Basic graph-theoretic terms

In this section we shall define some basic graph-theoretic terms that will be used in this book. Other graph-theoretic terms which are not included in this section will be defined when they are needed.

Unless stated otherwise, all graphs are finite, undirected, simple and loopless. A directed graph is called a digraph and a directed edge is called an arc. A multigraph permits more than one edge joining two of its vertices. The number of edges joining two vertices u and v is called the multiplicity of uv and is denoted by μ(u,v).

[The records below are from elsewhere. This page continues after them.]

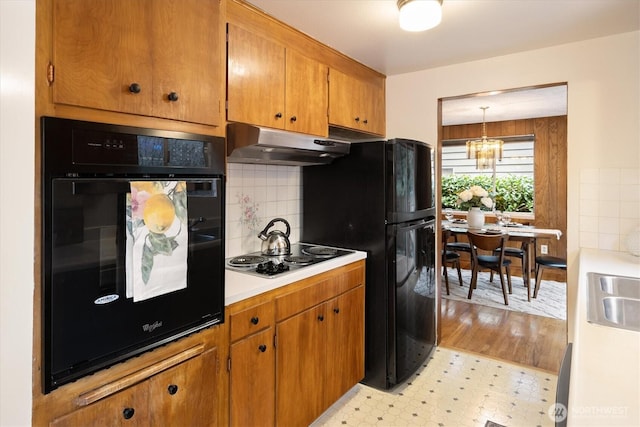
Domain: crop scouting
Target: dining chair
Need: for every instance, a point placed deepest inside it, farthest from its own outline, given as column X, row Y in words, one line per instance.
column 547, row 261
column 513, row 252
column 489, row 243
column 458, row 246
column 449, row 258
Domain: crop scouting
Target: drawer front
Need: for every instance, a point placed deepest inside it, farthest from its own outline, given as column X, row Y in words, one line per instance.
column 318, row 291
column 251, row 320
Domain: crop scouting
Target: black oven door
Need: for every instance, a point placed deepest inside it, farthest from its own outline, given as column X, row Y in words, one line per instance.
column 89, row 321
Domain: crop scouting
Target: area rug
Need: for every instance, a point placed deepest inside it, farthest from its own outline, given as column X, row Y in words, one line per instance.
column 551, row 300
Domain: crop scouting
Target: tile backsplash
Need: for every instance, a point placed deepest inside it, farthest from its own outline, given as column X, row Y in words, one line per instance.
column 609, row 207
column 256, row 194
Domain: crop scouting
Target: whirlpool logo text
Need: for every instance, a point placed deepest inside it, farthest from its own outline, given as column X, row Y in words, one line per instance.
column 151, row 327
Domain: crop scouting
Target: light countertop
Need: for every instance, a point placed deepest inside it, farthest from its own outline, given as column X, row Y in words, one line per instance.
column 239, row 286
column 604, row 387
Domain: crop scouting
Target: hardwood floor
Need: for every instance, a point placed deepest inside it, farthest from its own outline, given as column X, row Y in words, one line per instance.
column 534, row 341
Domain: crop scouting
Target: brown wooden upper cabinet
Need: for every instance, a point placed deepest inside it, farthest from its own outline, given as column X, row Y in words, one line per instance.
column 159, row 59
column 356, row 103
column 274, row 86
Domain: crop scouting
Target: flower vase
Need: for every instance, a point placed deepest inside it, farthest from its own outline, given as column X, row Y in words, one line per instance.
column 475, row 218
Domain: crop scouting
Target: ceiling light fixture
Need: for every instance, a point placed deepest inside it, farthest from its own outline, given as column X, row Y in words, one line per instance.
column 486, row 151
column 419, row 15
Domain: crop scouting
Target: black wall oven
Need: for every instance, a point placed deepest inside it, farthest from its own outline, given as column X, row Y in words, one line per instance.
column 133, row 242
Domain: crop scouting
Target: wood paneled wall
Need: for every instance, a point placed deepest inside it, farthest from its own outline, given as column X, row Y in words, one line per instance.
column 550, row 172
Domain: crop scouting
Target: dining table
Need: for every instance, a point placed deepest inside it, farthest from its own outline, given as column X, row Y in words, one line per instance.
column 528, row 235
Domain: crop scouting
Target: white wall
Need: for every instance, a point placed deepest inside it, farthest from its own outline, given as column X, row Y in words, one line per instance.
column 17, row 98
column 603, row 124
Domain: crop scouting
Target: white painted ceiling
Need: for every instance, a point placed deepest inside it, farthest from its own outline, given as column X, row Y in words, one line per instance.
column 368, row 31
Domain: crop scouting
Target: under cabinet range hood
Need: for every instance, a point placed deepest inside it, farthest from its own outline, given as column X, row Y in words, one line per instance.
column 251, row 144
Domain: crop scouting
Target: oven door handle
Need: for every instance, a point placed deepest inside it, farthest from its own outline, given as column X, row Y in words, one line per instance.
column 123, row 186
column 100, row 187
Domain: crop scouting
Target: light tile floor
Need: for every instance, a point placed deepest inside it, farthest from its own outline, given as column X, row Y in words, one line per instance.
column 453, row 389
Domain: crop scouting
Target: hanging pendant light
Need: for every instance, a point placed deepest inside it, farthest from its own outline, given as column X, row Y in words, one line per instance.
column 486, row 151
column 419, row 15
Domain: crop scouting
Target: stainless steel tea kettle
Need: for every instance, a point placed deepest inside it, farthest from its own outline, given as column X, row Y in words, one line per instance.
column 276, row 242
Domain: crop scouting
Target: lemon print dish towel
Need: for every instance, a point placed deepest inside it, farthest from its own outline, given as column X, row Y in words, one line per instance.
column 157, row 238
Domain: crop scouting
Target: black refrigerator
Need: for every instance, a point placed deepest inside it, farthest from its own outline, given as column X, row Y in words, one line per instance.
column 381, row 199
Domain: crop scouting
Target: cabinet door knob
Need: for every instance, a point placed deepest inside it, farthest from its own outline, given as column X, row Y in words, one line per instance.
column 127, row 413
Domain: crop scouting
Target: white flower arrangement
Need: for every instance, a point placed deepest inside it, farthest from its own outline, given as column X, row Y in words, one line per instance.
column 474, row 197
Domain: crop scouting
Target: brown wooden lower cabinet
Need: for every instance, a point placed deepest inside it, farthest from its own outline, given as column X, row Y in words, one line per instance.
column 289, row 369
column 184, row 394
column 319, row 357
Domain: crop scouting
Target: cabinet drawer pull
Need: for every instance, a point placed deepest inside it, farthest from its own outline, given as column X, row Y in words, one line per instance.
column 127, row 413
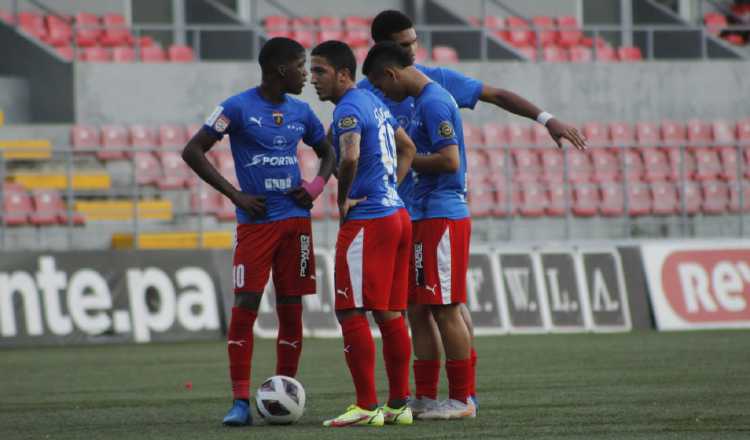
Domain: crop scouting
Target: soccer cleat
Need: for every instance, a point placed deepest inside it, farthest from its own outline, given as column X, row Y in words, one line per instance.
column 356, row 416
column 421, row 404
column 239, row 415
column 450, row 409
column 397, row 416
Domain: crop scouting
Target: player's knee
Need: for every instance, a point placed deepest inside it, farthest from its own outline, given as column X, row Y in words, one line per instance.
column 247, row 300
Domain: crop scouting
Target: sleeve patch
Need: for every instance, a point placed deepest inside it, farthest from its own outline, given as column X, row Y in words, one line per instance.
column 445, row 129
column 211, row 120
column 347, row 122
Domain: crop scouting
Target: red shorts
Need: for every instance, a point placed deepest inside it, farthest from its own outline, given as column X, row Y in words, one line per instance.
column 372, row 263
column 284, row 246
column 440, row 261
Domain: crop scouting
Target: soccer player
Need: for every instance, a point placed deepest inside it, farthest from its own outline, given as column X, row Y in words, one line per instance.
column 264, row 125
column 391, row 25
column 442, row 227
column 374, row 240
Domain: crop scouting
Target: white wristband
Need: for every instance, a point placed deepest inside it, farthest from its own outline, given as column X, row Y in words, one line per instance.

The cardinality of a set S is denoted by |s|. Let G = (V,E) be a graph where V = V(G) is its vertex set and E = E(G) is its edge set. The order (resp. size) of G is |v| (resp. |E|) and is denoted by |G| (resp. e(G)). Two vertices u and v of G are said to be adjacent if uv ε E. If e = uv ε E, then we say that u and v are the end-vertices of e and that the edge e is incident with u and v. Two edges e and f of G are said to be adjacent if they have one common end-vertex. If uv ε E, then we say that v is a neighbour of u. The set of all neighbours of u is called the neighbourhood of u and is denoted by NG(U) or simply by N(u) if there is no danger of confusion. The valency (or degree) of a vertex u is |N(u)| and is denoted by d(u).